With most of my family in Australia, I used to find little things to send them - keep it light and post it early were the golden rules. But no more. The internet has sorted that. No more international postage either, just a quick surf to find whatever my nieces' and nephews' hearts desire, typing in a credit card number and ticking an onscreen box for tasteful giftwrapping (these Australian web retailers are terribly helpful). No shopping, no queues at the post office, no need to check last post dates. So the Password Journal is already on its way to my nine-year-old niece (she insists it's what she wants), and the GameBoy version of Harry Potter Quidditch will be in a nephew's stocking. (We take no responsibility for ruining Christmas for Liz's nephew and niece by publishing what they're getting from their aunt Liz this year - Ed).

My parents just moved house, so I cunningly combined their Christmas and housewarming presents. They wanted some Australian native plants, and I found this lovely site called Koala Natives (who could resist?) and looked up a few attractive 'shrubs'. In fact, these shrubs looked so attractive that I bought eight of them, figuring they've got a big front yard to fill and these would look pretty in a corner. But apparently I somewhat under-estimated. Shrub may be a little word giving the impression of a little plant, but these so-called shrubs grow to five metres tall. I've told them to think of it as the gift that keeps on giving (and giving, and giving!) Note to self: read the small print when buying gifts on websites.

Anyway, keeping the shopping under control is just one of my festive challenges.

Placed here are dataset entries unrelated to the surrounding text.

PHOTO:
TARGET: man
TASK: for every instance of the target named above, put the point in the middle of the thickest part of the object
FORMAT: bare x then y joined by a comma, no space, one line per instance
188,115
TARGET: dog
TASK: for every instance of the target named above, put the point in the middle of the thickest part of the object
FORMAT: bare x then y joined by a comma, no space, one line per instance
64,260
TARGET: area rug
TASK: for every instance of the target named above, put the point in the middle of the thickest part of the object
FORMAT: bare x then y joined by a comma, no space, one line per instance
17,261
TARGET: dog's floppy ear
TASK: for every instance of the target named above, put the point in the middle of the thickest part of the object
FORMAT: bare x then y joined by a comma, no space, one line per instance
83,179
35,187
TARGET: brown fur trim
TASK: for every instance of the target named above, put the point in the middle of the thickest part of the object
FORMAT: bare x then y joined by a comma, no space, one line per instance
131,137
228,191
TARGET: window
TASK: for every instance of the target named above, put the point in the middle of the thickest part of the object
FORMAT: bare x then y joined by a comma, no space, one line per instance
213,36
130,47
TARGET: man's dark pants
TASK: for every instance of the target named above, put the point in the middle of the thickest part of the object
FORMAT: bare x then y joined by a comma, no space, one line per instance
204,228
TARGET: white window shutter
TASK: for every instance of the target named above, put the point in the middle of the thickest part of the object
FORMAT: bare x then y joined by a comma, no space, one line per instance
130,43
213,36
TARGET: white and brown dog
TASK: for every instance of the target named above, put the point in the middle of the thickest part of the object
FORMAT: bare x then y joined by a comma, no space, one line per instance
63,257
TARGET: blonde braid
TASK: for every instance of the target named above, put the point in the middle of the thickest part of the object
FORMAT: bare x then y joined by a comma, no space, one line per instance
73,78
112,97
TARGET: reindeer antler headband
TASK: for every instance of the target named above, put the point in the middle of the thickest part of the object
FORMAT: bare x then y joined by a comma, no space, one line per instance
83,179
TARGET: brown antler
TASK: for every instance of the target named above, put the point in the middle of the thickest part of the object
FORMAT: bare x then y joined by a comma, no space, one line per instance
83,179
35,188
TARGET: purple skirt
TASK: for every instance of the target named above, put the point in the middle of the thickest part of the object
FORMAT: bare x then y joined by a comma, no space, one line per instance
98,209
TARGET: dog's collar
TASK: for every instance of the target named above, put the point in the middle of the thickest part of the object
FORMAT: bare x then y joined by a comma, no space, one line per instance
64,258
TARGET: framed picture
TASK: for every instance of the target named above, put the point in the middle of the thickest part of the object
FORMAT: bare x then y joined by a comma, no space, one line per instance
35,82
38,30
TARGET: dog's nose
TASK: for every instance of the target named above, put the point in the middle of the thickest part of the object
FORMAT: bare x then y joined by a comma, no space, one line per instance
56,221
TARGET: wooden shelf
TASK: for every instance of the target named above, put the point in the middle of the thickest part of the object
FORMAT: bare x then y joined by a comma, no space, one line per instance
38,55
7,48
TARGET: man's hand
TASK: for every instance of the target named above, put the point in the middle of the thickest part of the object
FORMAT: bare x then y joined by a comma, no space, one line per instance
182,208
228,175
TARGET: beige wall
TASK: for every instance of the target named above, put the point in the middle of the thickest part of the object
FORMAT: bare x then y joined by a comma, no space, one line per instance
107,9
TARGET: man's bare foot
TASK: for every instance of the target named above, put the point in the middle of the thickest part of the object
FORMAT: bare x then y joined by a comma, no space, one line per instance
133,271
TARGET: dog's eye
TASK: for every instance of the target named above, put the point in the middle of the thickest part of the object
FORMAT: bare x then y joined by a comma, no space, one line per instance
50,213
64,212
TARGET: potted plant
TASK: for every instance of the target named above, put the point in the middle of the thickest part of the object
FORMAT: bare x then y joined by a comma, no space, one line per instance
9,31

The second sign that my mood is taking off is that I become the life and soul of the party, usually aided by generous quantities of alcohol. When things are 'normal', I'm neither abstemious nor a big drinker. But when I'm 'going up' - wa-hey! It's party night, even if it's Monday.

Based on my own experiences, I am a little bit concerned about the mental health of the nation. If excessive expenditure and consumption are the signs of hypomania, then maybe madness really is contagious. I mean, have you seen Oxford Street lately? Retail sales are booming! And who hasn't got at least one Christmas party scheduled on a Monday night ...? Don't all head to the psychiatrist at once.